In December 2019, an outbreak of pneumonia of no identifiable cause had been widely spreading in Wuhan, Hubei Province, China. In late December 2019, the pathogen was identified as a new strain of coronavirus, named severe acute respiratory syndrome coronavirus 2 (SARS-CoV-2), and its associated disease, named Coronavirus disease-19 (COVID-19). As of July 3, 2020, 10,906,822 cases have been confirmed worldwide, with 522,112 deaths, as reported by the World Health Organization. Given the developing situation with COVID-19, extensive studies are urgently needed that determine indicators of severity to provide evidence for health policymakers. This study aimed to review the currently available data on hematological parameters to predict disease severity in patients of COVID-19.

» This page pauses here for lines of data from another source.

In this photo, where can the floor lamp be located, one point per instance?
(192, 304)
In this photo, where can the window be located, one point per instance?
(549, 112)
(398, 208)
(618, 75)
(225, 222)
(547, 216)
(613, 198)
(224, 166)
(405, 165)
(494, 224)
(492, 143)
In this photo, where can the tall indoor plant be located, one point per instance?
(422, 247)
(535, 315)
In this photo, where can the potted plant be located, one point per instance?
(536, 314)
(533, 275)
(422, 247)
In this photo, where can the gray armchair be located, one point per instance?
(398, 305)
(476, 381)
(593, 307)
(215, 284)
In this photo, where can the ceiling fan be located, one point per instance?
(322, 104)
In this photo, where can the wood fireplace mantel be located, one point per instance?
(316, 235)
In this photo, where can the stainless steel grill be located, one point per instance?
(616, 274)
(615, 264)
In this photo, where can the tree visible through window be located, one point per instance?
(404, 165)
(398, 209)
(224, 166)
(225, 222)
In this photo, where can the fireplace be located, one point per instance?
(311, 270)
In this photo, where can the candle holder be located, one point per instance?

We performed a review using three electronic databases. Fourteen papers are included. In this review, we summarized the latest research highlighting the clinical features, pathogenesis, and diagnosis, with a concentration on hematolog the maximum provision of sufficient medical care.

Bacterial infections and some antibiotics show displacer effects on bilirubin-albumin binding and increase unbound bilirubin (UB) but not total bilirubin (TB) in serum.

A case study was conducted to show a successful treatment of hyperbilirubinemia by monitoring UB.

In an extremely preterm infant with bloodstream bacterial infection caused by methicillin-resistant coagulase-negative staphylococci, 2 days after high-dose ampicillin and regular-dose amikacin were initiated, UB markedly increased, but TB did not. After vancomycin was substituted, UB decreased immediately with phototherapy and intravenous albumin infusion.

When using antibiotics, the clinicians should be mindful regarding the displacer effect on bilirubin-albumin binding.

When using antibiotics, the clinicians should be mindful regarding the displacer effect on bilirubin-albumin binding.